Diddy’s former protegee Travell ‘G. Dep’ Coleman has been released from prison after serving a 13 year sentence for murder.
The rapper, now 49, documented his release on his Instagram page on Thursday which showed him emotionally greeting his friends and family – four months after he was granted clemency by New York governor Kathy Hochul.
Records from the New York State Department of Corrections and Community Supervision obtained by TMZ show Dep was released under the prison’s Limited Credit Time Allowance program, which allows eligible inmates a six-month credit on their existing sentences.
He will have to ‘check in with his parole officer, refrain from possessing weapons and drugs without medical authorization, and will have to get permission to leave the State of New York’.
Coleman turned himself in for a nearly two-decade-old cold murder case in 2010 – and was convicted in 2012 for the murder of John Henkel,
The rapper was one of the rising stars of hip-hop impresario Sean ‘Diddy‘ Combs´ Bad Boy Records label in the late 1990s.
He had hits with ‘Special Delivery’ and ‘Let´s Get It’ and helped popularize a loose-limbed dance called the Harlem shake in the early 2000s.
But his career slumped by late 2010, with at least a dozen arrests on drug, trespassing and other charges.
Attorney Anthony L. Ricco said at the time that Coleman ‘had been haunted’ by the 1993 fatal shooting of Henkel and decided to confess to it.

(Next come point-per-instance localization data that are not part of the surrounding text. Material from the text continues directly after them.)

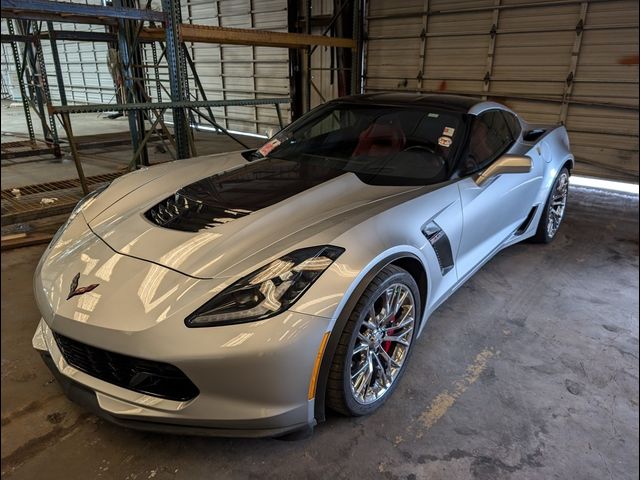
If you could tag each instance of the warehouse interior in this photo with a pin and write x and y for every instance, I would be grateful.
(530, 370)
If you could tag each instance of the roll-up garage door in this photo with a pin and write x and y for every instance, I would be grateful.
(552, 61)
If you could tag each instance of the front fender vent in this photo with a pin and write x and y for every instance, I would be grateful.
(441, 246)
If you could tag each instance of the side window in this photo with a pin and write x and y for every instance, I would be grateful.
(334, 121)
(490, 137)
(513, 123)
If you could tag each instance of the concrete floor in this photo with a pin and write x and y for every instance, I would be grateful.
(530, 371)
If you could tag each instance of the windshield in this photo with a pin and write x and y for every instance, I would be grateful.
(383, 145)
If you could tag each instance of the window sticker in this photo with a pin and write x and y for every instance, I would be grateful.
(445, 142)
(267, 147)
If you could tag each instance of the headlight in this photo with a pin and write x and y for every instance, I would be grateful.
(268, 291)
(81, 205)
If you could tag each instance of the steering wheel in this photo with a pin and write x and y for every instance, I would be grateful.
(421, 148)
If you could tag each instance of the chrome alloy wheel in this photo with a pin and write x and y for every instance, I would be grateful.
(557, 204)
(382, 343)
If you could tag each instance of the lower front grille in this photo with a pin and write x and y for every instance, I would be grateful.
(144, 376)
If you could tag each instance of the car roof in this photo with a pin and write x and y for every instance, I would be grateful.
(454, 103)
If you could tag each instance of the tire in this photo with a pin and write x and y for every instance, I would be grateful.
(549, 223)
(394, 286)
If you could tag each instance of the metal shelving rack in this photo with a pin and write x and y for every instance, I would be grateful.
(129, 25)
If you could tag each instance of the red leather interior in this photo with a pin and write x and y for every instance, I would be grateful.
(379, 140)
(479, 145)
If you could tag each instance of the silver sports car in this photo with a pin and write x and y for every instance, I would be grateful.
(244, 293)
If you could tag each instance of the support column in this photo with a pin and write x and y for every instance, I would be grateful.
(177, 75)
(23, 91)
(486, 84)
(573, 64)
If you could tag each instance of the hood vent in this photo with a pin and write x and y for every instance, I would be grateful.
(181, 213)
(230, 195)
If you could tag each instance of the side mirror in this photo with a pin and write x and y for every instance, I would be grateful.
(505, 164)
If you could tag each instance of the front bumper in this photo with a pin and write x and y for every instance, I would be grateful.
(257, 389)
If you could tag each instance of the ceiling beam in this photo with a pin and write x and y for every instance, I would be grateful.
(241, 36)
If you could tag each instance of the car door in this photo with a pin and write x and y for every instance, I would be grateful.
(493, 211)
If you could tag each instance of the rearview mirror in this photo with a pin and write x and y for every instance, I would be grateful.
(505, 164)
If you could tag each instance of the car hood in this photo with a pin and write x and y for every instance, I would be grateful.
(201, 221)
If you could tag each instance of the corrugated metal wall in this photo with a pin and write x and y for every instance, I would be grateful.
(84, 66)
(550, 60)
(226, 71)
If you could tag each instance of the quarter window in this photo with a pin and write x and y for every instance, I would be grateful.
(491, 136)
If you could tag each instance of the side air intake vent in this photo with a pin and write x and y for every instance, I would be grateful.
(441, 245)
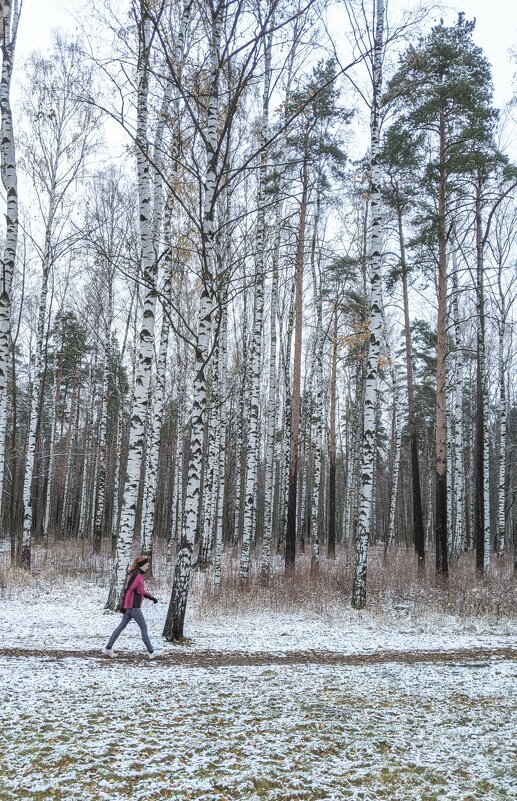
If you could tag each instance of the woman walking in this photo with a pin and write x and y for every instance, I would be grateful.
(134, 593)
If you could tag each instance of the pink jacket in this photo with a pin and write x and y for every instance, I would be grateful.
(134, 596)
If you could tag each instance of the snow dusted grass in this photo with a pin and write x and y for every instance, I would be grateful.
(89, 728)
(83, 731)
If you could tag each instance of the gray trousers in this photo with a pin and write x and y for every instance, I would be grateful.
(138, 617)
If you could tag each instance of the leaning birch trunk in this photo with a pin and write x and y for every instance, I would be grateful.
(318, 406)
(292, 481)
(210, 477)
(170, 99)
(49, 500)
(271, 408)
(174, 623)
(375, 256)
(501, 456)
(223, 424)
(331, 528)
(99, 522)
(140, 398)
(159, 396)
(458, 481)
(258, 319)
(8, 31)
(482, 496)
(399, 416)
(34, 405)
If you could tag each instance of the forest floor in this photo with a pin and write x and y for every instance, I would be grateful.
(259, 704)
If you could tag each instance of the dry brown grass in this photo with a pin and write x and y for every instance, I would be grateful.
(394, 583)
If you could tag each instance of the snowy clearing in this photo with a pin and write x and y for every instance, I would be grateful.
(90, 728)
(115, 731)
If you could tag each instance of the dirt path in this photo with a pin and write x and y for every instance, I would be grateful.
(213, 659)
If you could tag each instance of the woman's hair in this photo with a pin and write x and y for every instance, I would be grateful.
(140, 561)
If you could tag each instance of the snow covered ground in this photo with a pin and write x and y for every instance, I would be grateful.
(91, 728)
(70, 615)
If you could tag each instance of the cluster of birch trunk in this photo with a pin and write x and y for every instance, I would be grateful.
(216, 343)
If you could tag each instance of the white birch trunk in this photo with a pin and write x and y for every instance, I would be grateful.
(375, 256)
(98, 525)
(258, 318)
(178, 603)
(140, 399)
(459, 482)
(271, 407)
(10, 13)
(399, 415)
(222, 372)
(318, 379)
(52, 458)
(34, 403)
(501, 456)
(159, 395)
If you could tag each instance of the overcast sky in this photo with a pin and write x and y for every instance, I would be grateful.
(496, 31)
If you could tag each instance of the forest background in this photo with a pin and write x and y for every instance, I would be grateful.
(259, 277)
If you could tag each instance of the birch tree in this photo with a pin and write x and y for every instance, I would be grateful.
(375, 260)
(10, 15)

The rapper showed up at the police precinct on December 15, 2010, and admitted to killing Henkel, a father of three, outside a Harlem apartment complex around 1 am on October 19, 1993.
Coleman calmly explained that he had shot someone after demanding money on a street corner when he was 18 years old, two detectives said at a court hearing in 2012.

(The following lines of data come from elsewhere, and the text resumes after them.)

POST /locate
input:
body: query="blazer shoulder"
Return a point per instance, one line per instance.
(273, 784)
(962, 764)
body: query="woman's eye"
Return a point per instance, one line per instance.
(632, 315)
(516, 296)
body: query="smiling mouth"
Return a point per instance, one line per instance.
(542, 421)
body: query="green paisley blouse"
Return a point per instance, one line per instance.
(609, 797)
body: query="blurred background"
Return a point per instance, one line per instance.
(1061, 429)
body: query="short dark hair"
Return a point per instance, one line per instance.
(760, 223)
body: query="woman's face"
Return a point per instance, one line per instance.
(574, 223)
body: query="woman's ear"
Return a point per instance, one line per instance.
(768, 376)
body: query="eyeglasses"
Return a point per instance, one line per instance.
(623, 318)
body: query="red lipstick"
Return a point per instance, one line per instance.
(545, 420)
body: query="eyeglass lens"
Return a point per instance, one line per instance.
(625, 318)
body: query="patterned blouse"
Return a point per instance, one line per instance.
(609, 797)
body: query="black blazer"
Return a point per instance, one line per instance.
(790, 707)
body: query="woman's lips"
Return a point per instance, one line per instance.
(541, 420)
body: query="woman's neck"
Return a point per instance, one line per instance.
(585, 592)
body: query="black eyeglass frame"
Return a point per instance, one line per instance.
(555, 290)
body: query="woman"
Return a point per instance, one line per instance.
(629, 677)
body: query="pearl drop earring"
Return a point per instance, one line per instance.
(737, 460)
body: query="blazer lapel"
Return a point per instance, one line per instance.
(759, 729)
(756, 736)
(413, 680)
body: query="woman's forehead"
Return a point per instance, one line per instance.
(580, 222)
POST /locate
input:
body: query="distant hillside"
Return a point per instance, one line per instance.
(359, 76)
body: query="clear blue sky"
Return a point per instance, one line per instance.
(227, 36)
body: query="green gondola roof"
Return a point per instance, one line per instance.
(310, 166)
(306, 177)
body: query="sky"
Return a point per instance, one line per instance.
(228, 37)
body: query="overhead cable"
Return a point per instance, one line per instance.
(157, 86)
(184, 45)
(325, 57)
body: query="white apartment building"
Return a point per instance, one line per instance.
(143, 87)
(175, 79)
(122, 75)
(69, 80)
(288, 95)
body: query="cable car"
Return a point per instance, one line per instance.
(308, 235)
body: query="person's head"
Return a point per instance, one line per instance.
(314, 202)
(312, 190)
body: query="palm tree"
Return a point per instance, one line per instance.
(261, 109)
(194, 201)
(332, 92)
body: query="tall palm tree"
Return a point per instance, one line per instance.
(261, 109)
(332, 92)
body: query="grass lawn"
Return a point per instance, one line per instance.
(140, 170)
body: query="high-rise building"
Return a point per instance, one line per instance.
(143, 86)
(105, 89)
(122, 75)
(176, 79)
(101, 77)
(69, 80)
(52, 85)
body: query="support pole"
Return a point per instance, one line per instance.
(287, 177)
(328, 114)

‘He said that he felt bad and that it was eating him up,’ Detective Dave Feliciano said.
In December he was granted clemency by New York Governor Kathy Hochul.

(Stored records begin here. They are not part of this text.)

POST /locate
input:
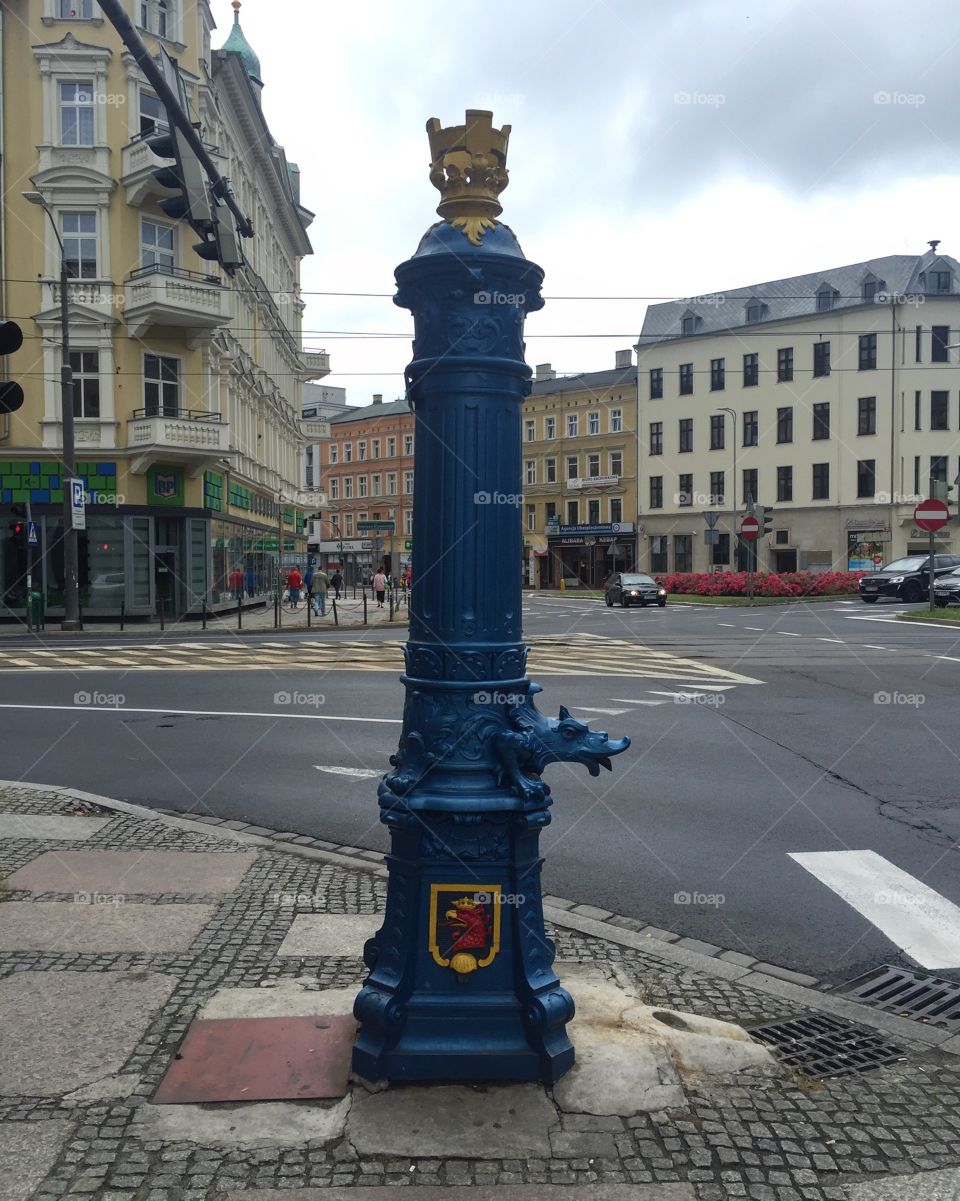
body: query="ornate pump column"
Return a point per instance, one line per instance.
(461, 984)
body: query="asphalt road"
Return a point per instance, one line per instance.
(785, 730)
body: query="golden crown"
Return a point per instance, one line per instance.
(469, 168)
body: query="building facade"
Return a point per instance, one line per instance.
(186, 382)
(579, 476)
(829, 399)
(368, 471)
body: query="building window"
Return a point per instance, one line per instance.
(156, 245)
(77, 113)
(85, 365)
(866, 414)
(940, 410)
(161, 386)
(686, 434)
(153, 114)
(686, 378)
(78, 231)
(683, 553)
(940, 346)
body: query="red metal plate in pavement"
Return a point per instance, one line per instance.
(261, 1059)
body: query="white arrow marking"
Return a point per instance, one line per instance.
(353, 772)
(913, 916)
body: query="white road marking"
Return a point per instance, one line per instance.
(918, 920)
(353, 772)
(206, 712)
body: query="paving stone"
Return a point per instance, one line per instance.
(90, 926)
(508, 1119)
(325, 933)
(28, 1151)
(65, 1029)
(51, 826)
(131, 872)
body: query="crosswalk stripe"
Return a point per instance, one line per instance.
(918, 920)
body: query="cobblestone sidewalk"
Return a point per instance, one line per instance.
(118, 927)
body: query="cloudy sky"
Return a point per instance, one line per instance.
(657, 151)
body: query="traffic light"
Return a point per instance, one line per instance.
(11, 340)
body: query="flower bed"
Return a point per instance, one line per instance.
(787, 584)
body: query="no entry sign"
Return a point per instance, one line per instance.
(931, 515)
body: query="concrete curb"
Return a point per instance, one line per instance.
(764, 978)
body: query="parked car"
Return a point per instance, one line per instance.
(905, 579)
(633, 587)
(947, 589)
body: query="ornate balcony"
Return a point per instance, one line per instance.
(196, 303)
(188, 436)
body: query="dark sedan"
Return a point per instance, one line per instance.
(905, 579)
(633, 587)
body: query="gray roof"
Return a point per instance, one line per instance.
(367, 412)
(588, 381)
(793, 297)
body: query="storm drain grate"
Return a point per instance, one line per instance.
(910, 993)
(821, 1045)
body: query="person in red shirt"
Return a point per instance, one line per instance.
(294, 583)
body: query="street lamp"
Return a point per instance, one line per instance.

Two years ahead of his original parole eligibility in 2025, his sentence was commuted by the Democratic governor, who also granted clemency to 15 other individuals.
Governor Hochul granted 12 pardons and four commutations ahead of the holiday weekend, marking the third time Hochul has granted clemency in 2023.
The victim’s brother, Robert Henkel, had demanded Hochul reject the urgings by prosecutor David Drucker to release Coleman, calling it a ‘farce.’
He told the New York Post that ‘it is one thing to seek (clemency) for drug crimes – but not murder.’